As he said himself, the boys would’ve been ready to walk to Omagh after that video.

To top it off, Crozier’s Ballymaguigan club-mate and long-time friend, Eamonn Coleman, at that stage undergoing chemotherapy, visited the Derry changing room to deliver a

pre-match oration.

The Derry boys were on a mission.

Into the brewing firestorm came a Tyrone team playing their first Championship game without their spiritual leader, Peter Canavan, while 2005’s primary attacking weapon, Stevie O’Neill, and conductor-in-chief Brian McGuigan, were both out injured.

On top of the motivational end of things, Derry had identified Tyrone defenders Conor Gormley, Philly Jordan, Davy Harte and Ricey McMenamin as Tyrone’s key attacking platform, on which, especially without the aforementioned attacking trio, they would be much more reliant. Derry rightly targeted them. Every time they thought about moving, the runs were blocked or they were fouled.

Derry pulled numbers back so that, rather than chasing back after the marauding defenders, they got back and choked off Tyrone’s usual running game. It was simple and thoroughly effective.

On top of all this, add the fact that Kevin Hughes got sent off after 17 minutes and Sean Cavanagh went off injured and suddenly the resultant defeat is somewhat less surprising.

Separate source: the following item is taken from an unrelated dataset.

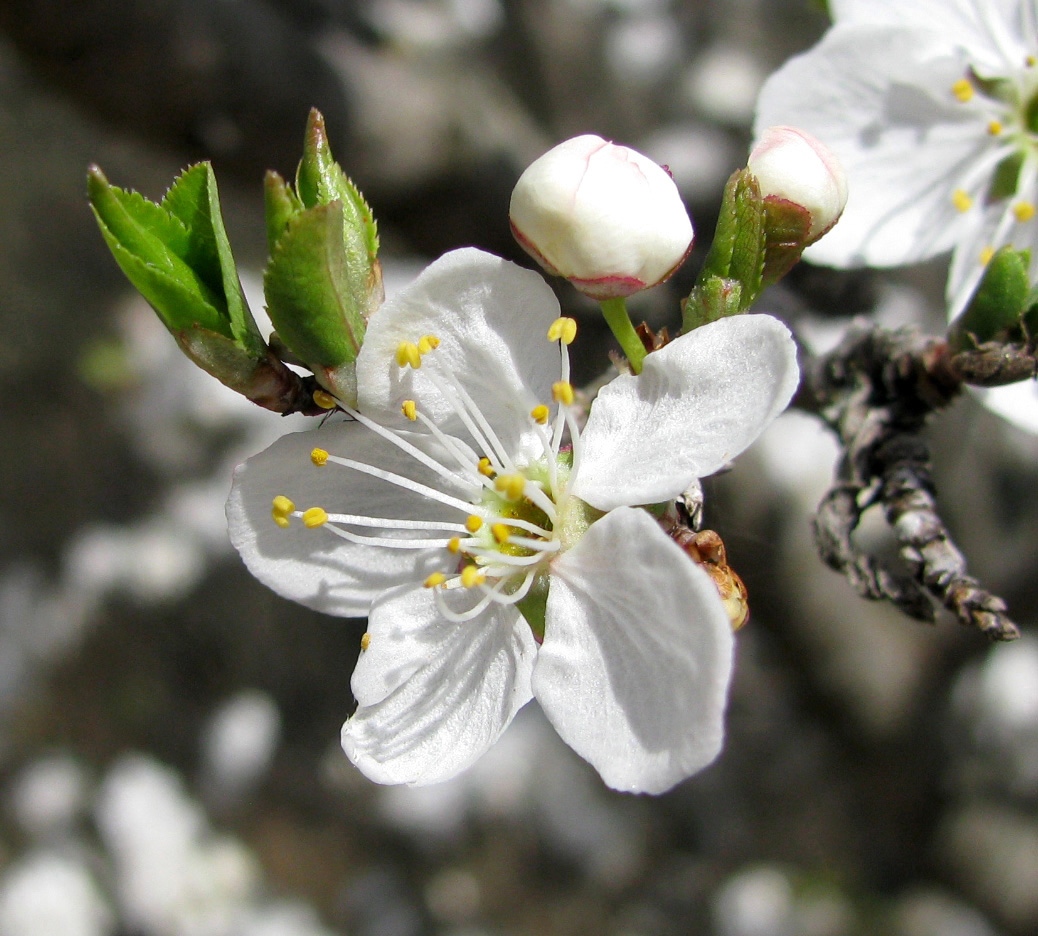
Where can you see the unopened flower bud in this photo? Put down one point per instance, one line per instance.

While Tyrone were missing their attacking diamonds, Derry had probably their best full-forward line for a generation with Eoin and Paddy Bradley teaming up with Enda Muldoon.

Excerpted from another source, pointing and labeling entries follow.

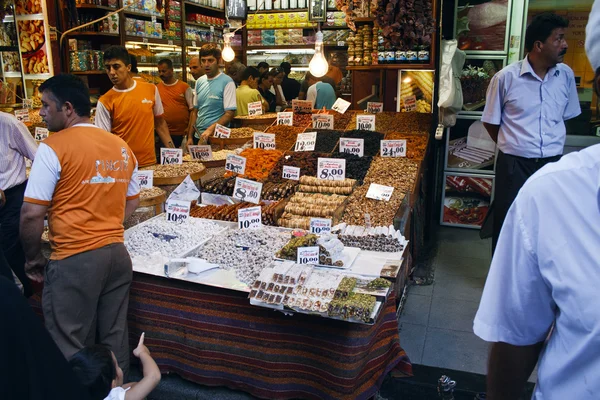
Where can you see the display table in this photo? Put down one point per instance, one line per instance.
(213, 336)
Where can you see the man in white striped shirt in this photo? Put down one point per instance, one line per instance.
(15, 143)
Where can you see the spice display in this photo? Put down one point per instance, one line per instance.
(259, 163)
(247, 252)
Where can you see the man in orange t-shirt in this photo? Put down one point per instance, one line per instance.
(178, 101)
(132, 109)
(85, 179)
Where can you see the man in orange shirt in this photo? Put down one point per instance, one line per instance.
(85, 179)
(178, 101)
(131, 109)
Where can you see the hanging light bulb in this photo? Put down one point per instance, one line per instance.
(318, 65)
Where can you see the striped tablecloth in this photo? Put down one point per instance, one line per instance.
(214, 336)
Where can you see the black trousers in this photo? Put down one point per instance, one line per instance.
(10, 216)
(511, 174)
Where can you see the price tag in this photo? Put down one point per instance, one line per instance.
(302, 106)
(410, 103)
(247, 190)
(22, 115)
(292, 173)
(322, 121)
(250, 218)
(201, 152)
(374, 108)
(285, 118)
(340, 105)
(41, 133)
(236, 164)
(365, 122)
(145, 179)
(264, 141)
(178, 210)
(333, 169)
(171, 156)
(222, 132)
(306, 141)
(320, 225)
(393, 148)
(352, 146)
(380, 192)
(255, 108)
(308, 255)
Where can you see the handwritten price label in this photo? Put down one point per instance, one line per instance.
(250, 218)
(306, 141)
(380, 192)
(236, 164)
(322, 121)
(201, 152)
(178, 210)
(331, 169)
(171, 156)
(255, 108)
(292, 173)
(308, 255)
(145, 179)
(320, 225)
(264, 141)
(247, 190)
(365, 122)
(285, 118)
(352, 146)
(393, 148)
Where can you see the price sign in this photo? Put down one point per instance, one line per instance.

In the end, the fact that Tyrone failed to score in the first half as All-Ireland champions is an oddity rather than a key event. Tyrone would’ve scored but for some badly off-target and out-of-character shooting but the bottom line was that, while Tyrone were thinking about the game and their shape, Derry were preparing for battle and, having spotted the weaknesses, had ripped under Tyrone’s skin and not let up.

The very recollection of such things makes me uneasy regarding Sunday. Yet there are, of course, obvious differences.

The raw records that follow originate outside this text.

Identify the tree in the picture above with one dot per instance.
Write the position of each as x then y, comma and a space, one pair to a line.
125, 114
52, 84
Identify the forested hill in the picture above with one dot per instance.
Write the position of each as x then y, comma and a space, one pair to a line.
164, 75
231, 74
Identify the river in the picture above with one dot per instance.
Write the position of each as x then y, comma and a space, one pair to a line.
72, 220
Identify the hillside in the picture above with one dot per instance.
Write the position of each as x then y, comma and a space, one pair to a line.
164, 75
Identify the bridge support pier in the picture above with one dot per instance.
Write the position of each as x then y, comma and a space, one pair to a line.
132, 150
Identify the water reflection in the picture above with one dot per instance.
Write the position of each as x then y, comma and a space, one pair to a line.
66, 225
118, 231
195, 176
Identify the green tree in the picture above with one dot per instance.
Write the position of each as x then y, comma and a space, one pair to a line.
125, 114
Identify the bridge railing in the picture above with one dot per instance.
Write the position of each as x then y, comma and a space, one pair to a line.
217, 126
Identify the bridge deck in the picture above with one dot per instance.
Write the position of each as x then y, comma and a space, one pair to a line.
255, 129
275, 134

Tyrone and Derry competed in Division 1A and 1B in the spring of 2006, this year it was Division One and Division Four.

Unlike 2006, Tyrone are virtually at full strength while the modern game itself makes underdog victories seem less likely, such is the gap between the top teams and the rest.

Mickey Harte, uncharacteristically for a GAA manager, has admitted that Tyrone should win because they are simply playing at a higher level and are at a different stage of development.

He wasn’t disrespectful of Derry in saying this, he was stating facts and displaying a level of confidence in his team’s preparations and consistency that, if correct, should prevent any repeat of the non-performance in 2006.

Derry, however, will once again relish their chance. I have no doubt that Derry will have identified a weakness in Tyrone’s much-talked-of new attacking strategy.

After so much talk and excitement regarding the long-ball game employed so effectively by Tyrone to inside men like Mattie Donnelly and Cathal McShane, it should be remembered that this strategy is a simple one that, for a long time, was relatively easy to shut down, especially by keeping a defensive screen in place.

It will be critical for Tyrone to expect the unexpected from Derry. That long ball may or may not come off. They will need to be flexible and combine elements of their running and long-ball game, as well as slower more patient multi-phased build-up play.

In the end, though, all Championship football, especially in this part of the country, has a first and golden rule: you have to meet fire with fire.

If Tyrone match, or as Harte will demand, surpass Derry’s work rate, hunger and physicality then Tyrone will feel the football will look after itself.

In 2006, Tyrone failed this basic test and the die was cast.

I don’t expect a repeat lesson but then, it’s Derry v Tyrone – scripts are not always followed.